Patel was clearly afforded a "reasonable opportunity to be present." He and his first attorney received notice of the hearing the month before the scheduled date. His second attorney became apprised of the hearing date no later than a week before the hearing, on July 11, when he submitted a request for continuance. Further, the notice contained clear warnings of the consequences to Patel for failing to appear, including the possibility of an in absentia hearing as well as an order of deportation being entered.

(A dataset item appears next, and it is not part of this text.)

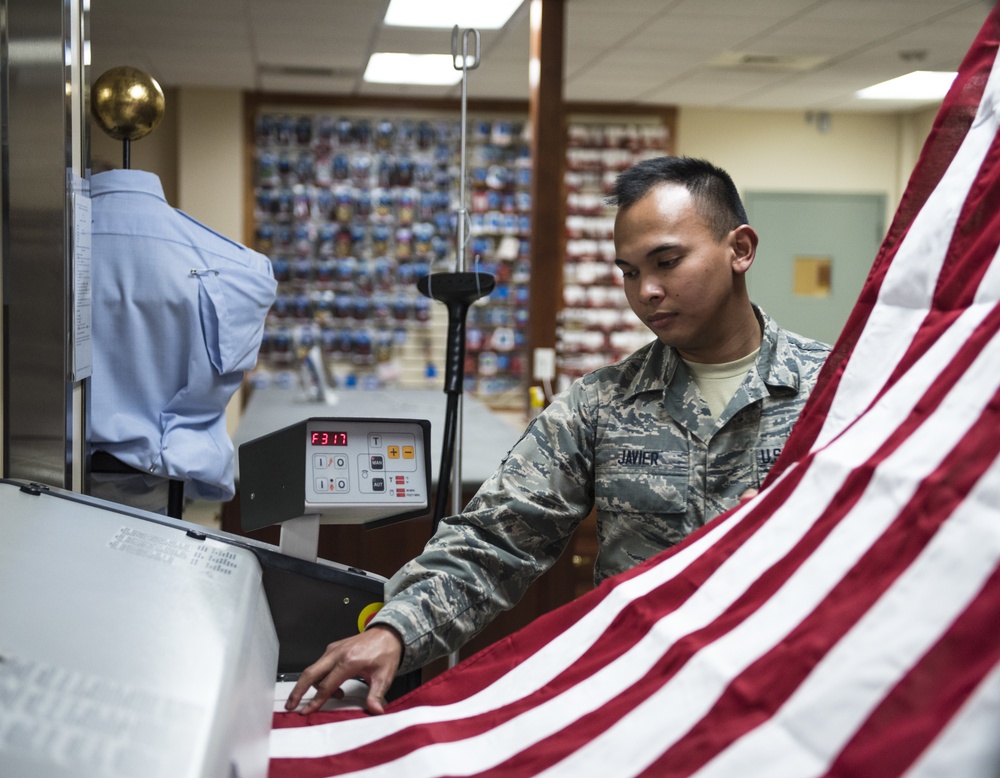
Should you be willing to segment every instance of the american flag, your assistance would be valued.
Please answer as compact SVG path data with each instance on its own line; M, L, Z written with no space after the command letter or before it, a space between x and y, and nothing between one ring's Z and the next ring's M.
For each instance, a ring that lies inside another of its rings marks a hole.
M1000 775L1000 10L751 503L272 778Z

Patel's failure to appear may be excused if he demonstrates "reasonable cause" for his absence. In his appeal to the Board, however, Patel offered no reason for not appearing, and in his appeal to this court, he elaborates that he did not attend the hearing at the advice of his attorney. Patel's counsel contends that he failed to appear because he had expected that his motion for continuance would be granted. As the Board correctly noted, the mere submission of a motion for continuance does not relieve an alien or his counsel of the obligation to appear for a noticed hearing. Until the motion was granted, Patel was required to attend the hearing. Further, Patel's attorney was notified the morning of the hearing that his motion for continuance had been denied, but made no effort to be present himself or ensure Patel's appearance. Under these circumstances, we agree with the Board's conclusion that no reasonable cause was shown for the failure to appear.
The second prong of Patel's due process contention concerns the refusal by the immigration judge to grant a continuance. The grant of a continuance rests in the sound discretion of the immigration judge, who may grant an adjournment of a deportation hearing only for "good cause." 8 C.F.R. Sec. 242.13; Olvera v. INS, 504 F.2d 1372, 1374 (5th Cir.1974). In his motion, Patel's second attorney gave as his reasons for seeking a continuance, a conflicting engagement and a need to prepare. The attorney, however, presented no evidence to the immigration judge or the Board to support his contention of a "conflicting engagement." In fact, by his own admission, he was in his office on the afternoon of the hearing. With regard to "need to prepare," the immigration judge and the Board carefully considered the attorney's experience (a Board certified specialist) and the lack of complexity of the case and appropriately concluded that a week's preparation was adequate time. See Olvera, 504 F.2d at 1374.
Further, to sustain a due process challenge to a deportation proceeding, an alien must show substantial prejudice. Ka Fung Chan v. INS, 634 F.2d 248, 258 (5th Cir.1981). Patel has not challenged the finding of deportability nor has he established or even alleged eligibility for discretionary relief. Consequently, Patel has failed to show prejudice. Patel's remedy, if he has evidence why he should not be deported, is to file a motion to reopen before the Board. 8 C.F.R. Sec. 103.5. The factual record here and the applicable law fully support the Board's finding that the immigration judge's decision both as to denying the motion for continuance and proceeding in absentia was appropriate.
For the foregoing reasons, the decision of the Board of Immigration Appeals is AFFIRMED.